Роланд наткнулся спиной на стену и опустил ладонь на рукоять. Но обнажить меча не успел — из-под стола выползла Марушка и, сдерживая дрожь в коленях, встала в полный рост.
Она молчала, сосредоточенно перекатывая острый осколок во рту. Затем выплюнула его на ладонь и протянула Фёкле.
— Я сохранила ей глаз, — процедила Марушка, вытирая кровь с губы.
Фекла недоверчиво наклонилась. Прищурилась и перевела недоверчивый взгляд на девочку:
— Щепочка эта прозрачная?
— А ты сунь ее себе в глаз, посмотрим, как запоешь, — протиснулся сквозь столпившихся мужиков Лис, потирая скулу. — Всё, Марь? Давайте ехать отсюда, а? — посмотрел он на Роланда. — Люди тут, может, и зажиточные, но неблагодарные — страх.
Местные стушевались. Звякнула оброненная Фёклой лопата.
— Я хочу дождаться знахарки, — отрезала Марушка. — Есть отвар, которым можно красноту унять, — впилась она взглядом в трущую грязным кулаком больной глаз Грушу. — Едет она уже?
— Зуб даю, до вечера не появится, — Лис подставил Марушке плечо. — Уверена, что хочешь ждать?
Она кивнула. «Я успею сделать лекарство для Груши. И сама отдохну немного», — ноги у нее все еще гудели, а живот скручивало от резких движений.
— Милости просим, добрые люди, — нарушил неловкую тишину и всеобщее замешательство старичок, с которым Марушка успела столкнуться на улице. — Пойдем, милая, — заковылял он, тяжело опираясь на клюку, к Марушке, — к сараю тебя проведу, раз нужда была такая.

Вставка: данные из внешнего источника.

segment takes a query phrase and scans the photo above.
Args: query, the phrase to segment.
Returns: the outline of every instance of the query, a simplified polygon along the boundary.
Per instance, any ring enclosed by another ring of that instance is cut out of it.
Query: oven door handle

— Не надо мне к сараю, — вздохнула она.
— Тогда ко мне, — прошамкал старик и, не дожидаясь ответа, двинулся к выходу, — напою, накормлю… устали, небось, с дороги, добрые люди?
Роланд подхватил Марушку под локоть и вышел вслед за ним. Лис поглядел на расступившихся притихших людей и сплюнул под ноги, на рассыпанные серые камни:
— Сборище блаженных.
* * *
Марушка жадно уплетала пироги, запивая молоком и быстро опустошая крынку, поставленную для гостей на широком столе. Роланд ковырял кольцо колбасы, поглядывая на хозяина дома. Тот справно перекладывал жирный, зернистый творог в покрытую расписной эмалью миску, пока смуглая черноглазая девица — не шибко похожая на его внучку, замешивала тесто на хлеб, щедро подливая в него золотистого гречишного меда.
— Грушка уродилась такой, — за звоном мисок и чарок дребезжал стариковский голос. — Сначала, как все была, а опосля — вроде вымахала, а ребятенком и осталась.
Лис свой кусок колбасы съел, вымакал хлебной коркой миску и теперь поглядывал на Роландов — раскрошенный по тарелке, но не тронутый.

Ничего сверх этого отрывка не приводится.